Die persönlichen Schicksale  

Insbesondere auch die sich zu Wort meldenden Zuschauer*innen bereicherten die Debatte mit Berichten von ihrer zum Teil durchaus als grotesk, mitunter sogar fast schon kafkaesk zu bezeichnenden persönlichen Situation, die das ganze Ausmaß der Folgen dieser unzeitgemäßen Schließung von Grenzen in einem bereits zusammengewachsenen Europa illustrierten.

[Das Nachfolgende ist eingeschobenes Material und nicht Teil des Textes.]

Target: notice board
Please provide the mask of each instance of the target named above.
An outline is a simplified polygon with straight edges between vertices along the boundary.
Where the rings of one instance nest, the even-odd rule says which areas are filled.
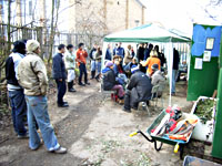
[[[188,101],[212,96],[218,87],[221,30],[216,25],[193,25]]]

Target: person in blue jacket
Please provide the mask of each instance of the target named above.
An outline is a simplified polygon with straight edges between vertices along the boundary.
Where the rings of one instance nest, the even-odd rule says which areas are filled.
[[[113,55],[119,55],[119,56],[121,56],[122,60],[123,60],[123,59],[124,59],[124,49],[123,49],[121,45],[122,45],[122,43],[120,42],[120,43],[118,44],[118,46],[114,48],[114,50],[113,50]]]
[[[112,53],[111,53],[110,44],[108,44],[108,48],[107,48],[105,60],[109,60],[109,61],[112,60]]]
[[[58,53],[52,59],[52,76],[57,82],[58,100],[57,104],[59,107],[68,107],[69,104],[63,101],[63,96],[67,92],[67,72],[63,61],[63,53],[65,52],[65,45],[60,44],[58,46]]]

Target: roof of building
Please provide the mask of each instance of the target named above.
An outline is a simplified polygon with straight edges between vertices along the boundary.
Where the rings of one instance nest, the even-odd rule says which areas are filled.
[[[147,8],[140,0],[135,0],[140,6],[142,6],[143,8]]]

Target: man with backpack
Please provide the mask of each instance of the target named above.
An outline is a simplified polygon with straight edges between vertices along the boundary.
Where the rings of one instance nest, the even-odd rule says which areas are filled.
[[[28,138],[28,133],[24,127],[27,120],[27,103],[24,100],[23,89],[18,83],[18,65],[26,56],[26,43],[16,41],[13,43],[12,53],[6,61],[6,77],[9,92],[9,100],[12,111],[12,121],[18,138]]]

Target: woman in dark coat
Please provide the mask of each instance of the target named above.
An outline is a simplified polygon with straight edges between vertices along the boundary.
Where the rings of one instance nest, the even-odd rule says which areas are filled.
[[[102,70],[103,75],[103,90],[104,91],[117,91],[119,97],[119,104],[124,103],[124,91],[122,85],[119,84],[115,79],[115,74],[113,71],[113,63],[111,61],[107,62],[105,69]]]
[[[138,108],[140,102],[148,102],[151,98],[152,84],[150,77],[140,71],[139,66],[132,68],[133,75],[130,79],[124,96],[123,111],[131,112]]]

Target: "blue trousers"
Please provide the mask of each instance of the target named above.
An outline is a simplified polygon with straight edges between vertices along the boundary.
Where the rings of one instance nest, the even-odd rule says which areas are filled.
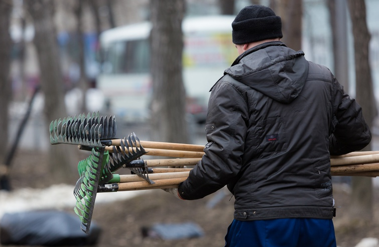
[[[225,247],[336,247],[332,220],[279,219],[241,221],[228,228]]]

Zugleich wurde aber auch an Kritik nicht gespart: an der coronamüden Bevölkerung, die sich immer seltener an die Schutzmaßnahmen halte, und an so manchen tschechischen Politikern, die oft selbst keine Masken trügen und somit kaum als Vorbilder taugten. Aber vollkommen unhaltbar ist es, dass sich bei innereuropäischen  Grenzkontrollen zum Teil offenbar in kürzester Zeit schon wieder der Geist der Einschüchterung eingeschlichen hat und den Passierenden verbal oder nonverbal vermittelt wird, dass man sie als eine Gefahr für das eigene Land und ihren Grenzübertritt per se bereits als einen kriminellen Akt betrachtet. Der Geist von Europa sollte doch eigentlich eine ganz andere Sprache sprechen!  

Alternativen  

Dass die Mobilität eingeschränkt werden muss, war an diesem Abend grundsätzlich Konsens. Dass aber unterschieden werden müsse zwischen notwendiger und vermeidbarer Mobilität, war es ebenso: Pendler*innen, die zur Arbeit fahren, Kinder, die zu ihren Eltern reisen, und Partner*innen, die einander sehen möchten - ihnen allen sollte die Grenze mit einer sicheren und ausgefeilten Teststrategie an den Grenzübergängen und in den Betrieben offenstehen. Für den Tank-, Einkaufs-, Speise- und Urlaubstourismus sollte sie hingegen vorerst weiterhin geschlossen bleiben. Auch wenn verständlich ist, dass es auf beiden Seiten der Grenze und auch regional unterschiedliche Regelungen zur Bekämpfung der Pandemie gibt, so ist von den Politikern in beiden Ländern dennoch zu erwarten, dass gerade für besondere Regionen, wie es die Grenzregionen nun einmal sind, praktikable Lösungen gefunden werden, die sowohl das wirtschaftliche, in besonderem Maße aber auch menschliche und familiäre Miteinander im Blick behalten.  

Vision  

Michaela Holá brachte am Ende die Vision wohl aller Diskutant*innen dieses Abends folgendermaßen auf den Punkt: Wenn die Pandemie erst einmal überwunden ist, muss die deutsch-tschechische Zusammenarbeit weiter vorangetrieben werden und die Grenze endgültig verschwinden. Denn eine Grenze, die nicht mehr da ist, kann auch nicht mehr geschlossen und kontrolliert werden. Dies wäre für alle innereuropäischen Grenzen wohl der richtige Ansatz.